Die Kulturscheune war am Sonntagnachmittag restlos ausverkauft. Genau eine Woche vor dem jüdischen Neujahrsfest Rosch HaSchana, wie CJZ-Vorstandsmitglied Franz Kroonstuiver in seiner kurzen Begrüßung anmerkte, hatten sich 90 Konzertgäste in Erwartung jüdischer Impressionen aus Klassik, Shtetl und Jazz eingefunden. Monica Gutman, Lisa Jacobs und Ramón Jaffé, die übrigens allesamt eine Professur an Musikhochschulen innehaben, eröffneten das musikalisch vielseitige Programm mit dem schwungvollen Werk "Freilakhs" des russisch-jüdischen Komponisten Joel Engel (1868–1927). Engel, der auf Empfehlung Tschaikowskis am Moskauer Konservatorium Musik studierte, sammelte jüdische Volkslieder und wandelte sie in klassische Musik um. Freilakhs – zu deutsch: Fröhlichkeit – steht hierbei exemplarisch für die heitere, allen Widrigkeiten zum Trotz lebensbejahende Kraft, die vielen dieser Lieder innewohnt. "Jüdische Musik ist nicht nur traurig", hatte es Ramón Jaffé in seiner Einleitung auf den Punkt gebracht.

Auch die im Anschluss von Monica Gutman gespielten Klavierstücke des böhmischen Komponisten Erwin Schulhoff (1894–1942) drückten, freilich auf eine ganz andere Weise, Vitalität und Temperament jüdischer Musikkultur aus.

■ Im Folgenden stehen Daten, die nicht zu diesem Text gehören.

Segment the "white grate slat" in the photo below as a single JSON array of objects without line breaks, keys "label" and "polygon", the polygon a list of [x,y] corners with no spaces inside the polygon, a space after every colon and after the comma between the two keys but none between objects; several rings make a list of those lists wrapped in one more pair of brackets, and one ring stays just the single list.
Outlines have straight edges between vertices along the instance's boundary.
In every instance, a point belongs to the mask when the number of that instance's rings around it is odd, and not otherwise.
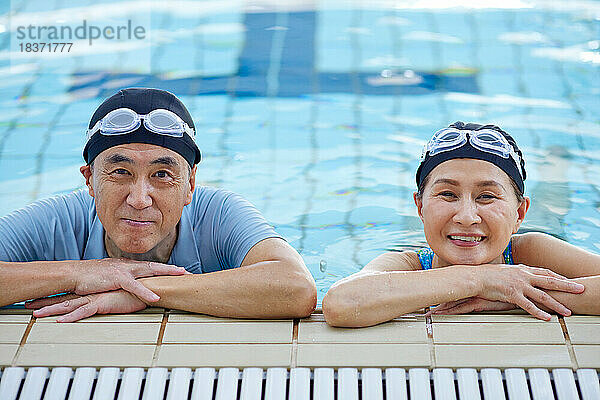
[{"label": "white grate slat", "polygon": [[385,370],[385,397],[408,400],[406,371],[404,368],[388,368]]},{"label": "white grate slat", "polygon": [[504,371],[506,378],[506,391],[510,400],[531,400],[527,376],[521,368],[508,368]]},{"label": "white grate slat", "polygon": [[[53,368],[48,379],[44,400],[65,400],[73,370],[68,367]],[[0,396],[0,399],[2,397]]]},{"label": "white grate slat", "polygon": [[358,400],[358,370],[356,368],[338,369],[337,398]]},{"label": "white grate slat", "polygon": [[197,368],[194,371],[191,400],[212,400],[215,389],[215,369]]},{"label": "white grate slat", "polygon": [[244,368],[240,400],[261,400],[262,381],[262,368]]},{"label": "white grate slat", "polygon": [[600,399],[600,382],[598,382],[598,372],[596,370],[577,370],[577,380],[579,381],[579,389],[581,389],[583,400]]},{"label": "white grate slat", "polygon": [[315,368],[313,400],[333,400],[333,368]]},{"label": "white grate slat", "polygon": [[2,379],[0,380],[0,399],[15,400],[24,376],[25,368],[5,368],[2,371]]},{"label": "white grate slat", "polygon": [[579,400],[577,386],[575,385],[575,376],[573,371],[567,368],[558,368],[552,370],[554,378],[554,387],[556,388],[556,398],[558,400]]},{"label": "white grate slat", "polygon": [[461,400],[481,400],[479,391],[479,375],[474,368],[459,368],[456,370],[458,381],[458,398]]},{"label": "white grate slat", "polygon": [[19,399],[39,400],[42,398],[44,385],[48,378],[49,371],[47,367],[33,367],[27,371],[23,390]]},{"label": "white grate slat", "polygon": [[92,400],[113,400],[120,372],[119,368],[101,368]]},{"label": "white grate slat", "polygon": [[167,400],[187,400],[191,378],[191,368],[173,368],[169,379]]},{"label": "white grate slat", "polygon": [[408,371],[411,400],[431,400],[431,384],[427,368],[412,368]]},{"label": "white grate slat", "polygon": [[550,373],[543,368],[532,368],[527,371],[529,375],[529,386],[533,400],[553,399],[554,391],[550,381]]},{"label": "white grate slat", "polygon": [[454,372],[450,368],[433,370],[433,393],[435,400],[456,400]]},{"label": "white grate slat", "polygon": [[222,368],[219,370],[216,400],[236,400],[240,370]]},{"label": "white grate slat", "polygon": [[290,371],[290,400],[310,400],[309,368],[292,368]]},{"label": "white grate slat", "polygon": [[502,372],[497,368],[483,368],[480,374],[485,400],[505,400]]},{"label": "white grate slat", "polygon": [[379,368],[363,368],[362,399],[383,400],[383,382]]},{"label": "white grate slat", "polygon": [[169,370],[166,368],[148,369],[142,400],[163,400],[168,374]]},{"label": "white grate slat", "polygon": [[71,384],[69,400],[89,400],[94,379],[96,379],[96,368],[77,368]]},{"label": "white grate slat", "polygon": [[265,400],[285,400],[287,386],[287,370],[285,368],[269,368],[265,384]]},{"label": "white grate slat", "polygon": [[117,400],[139,399],[145,374],[143,368],[125,368]]}]

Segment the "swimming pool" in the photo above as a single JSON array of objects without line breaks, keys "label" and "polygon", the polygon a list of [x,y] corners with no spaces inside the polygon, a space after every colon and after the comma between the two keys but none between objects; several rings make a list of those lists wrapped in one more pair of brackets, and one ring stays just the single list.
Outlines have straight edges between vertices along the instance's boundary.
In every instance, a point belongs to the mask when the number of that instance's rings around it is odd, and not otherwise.
[{"label": "swimming pool", "polygon": [[[414,171],[456,120],[498,124],[523,148],[524,229],[600,251],[600,2],[87,3],[0,5],[0,215],[82,187],[91,112],[153,86],[196,121],[197,179],[263,211],[319,301],[385,249],[424,242]],[[18,26],[86,18],[148,37],[19,51]]]}]

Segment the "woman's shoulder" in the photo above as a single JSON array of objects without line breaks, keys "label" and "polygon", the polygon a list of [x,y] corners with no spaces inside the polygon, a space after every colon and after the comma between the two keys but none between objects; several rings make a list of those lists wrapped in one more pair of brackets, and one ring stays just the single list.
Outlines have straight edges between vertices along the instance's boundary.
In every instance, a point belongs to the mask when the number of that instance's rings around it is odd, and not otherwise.
[{"label": "woman's shoulder", "polygon": [[388,251],[375,257],[361,272],[418,271],[421,262],[416,251]]}]

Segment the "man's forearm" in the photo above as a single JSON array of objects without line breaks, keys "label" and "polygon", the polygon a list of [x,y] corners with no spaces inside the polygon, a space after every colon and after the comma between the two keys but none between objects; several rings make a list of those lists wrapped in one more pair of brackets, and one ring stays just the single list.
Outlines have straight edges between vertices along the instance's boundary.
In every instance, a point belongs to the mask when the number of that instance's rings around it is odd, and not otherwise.
[{"label": "man's forearm", "polygon": [[316,304],[314,281],[284,261],[263,261],[208,274],[142,279],[160,300],[153,306],[221,317],[298,318]]},{"label": "man's forearm", "polygon": [[79,261],[0,262],[0,307],[73,290],[70,263]]}]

Die besondere Fähigkeit Schulhoffs, verschiedene Musikrichtungen mit klassischer Musik zu verbinden, wurde an diesem Abend an den Beispielen Jazz und Blues virtuos zu Gehör gebracht. Ein Wiedersehen – oder besser: Wiederhören – gab es mit Schulhoffs "Kitten on the Keys", das Monica Gutman bereits beim Jüdischen Konzert in 2018 vorgetragen hatte. Ein schöner, passender Ersatz für die "Ironien", zeigt sich doch hier die Experimentierfreudigkeit, mit der Schulhoff zu Werke ging, auf besonders eindrückliche Weise: In harmonische Klänge mischen sich, keineswegs auf Samtpfoten, gewollte Dissonanzen – Kätzchen gleich, die sich auf der Klaviatur im Mäusefangen versuchen.

Kontrastierend folgte mit der Sonate für Klavier und Violine Op. 4 in f-Moll von Felix Mendelssohn (1809–1847) jüdische Musik in satter, romantischer Farbe. Es handelt sich hierbei um ein nahezu unbekanntes Frühwerk des berühmten Komponisten aus dem Jahre 1823. Die Sonate erinnert, wie Lisa Jacobs eingangs erklärte, an Mozart und Beethoven. "Man erkennt aber auch bei dieser frühen Komposition bereits den Mendelssohn-Stil", so Jacobs. Das bitter-süße Leitmotiv klang in der Tat vertraut; im zweiten Satz etwa blitzten Ähnlichkeiten mit Schuberts ungleich populärerem Kunstlied "Ave Maria" auf – das jener wohlgemerkt zwei Jahre später komponiert hatte.

Zwischen Harmonie und Dissonanz

Der zweite Teil des Jüdischen Musikfestes begann mit den "Three Meditations from 'Mass'" für Violoncello und Klavier von Leonard Bernstein (1918–1990). "Mass", von Bernstein als großes Musiktheaterstück für Orchester, Sänger und Tänzer angelegt, zeige, so Ramón Jaffé, "eine andere Seite" des US-amerikanischen Komponisten, der vor allem durch sein Musical "West Side Story" bekannt ist. Den Rahmen bildet – daher der Name – eine sozusagen von jüdischer Warte aus vertonte katholische Messe.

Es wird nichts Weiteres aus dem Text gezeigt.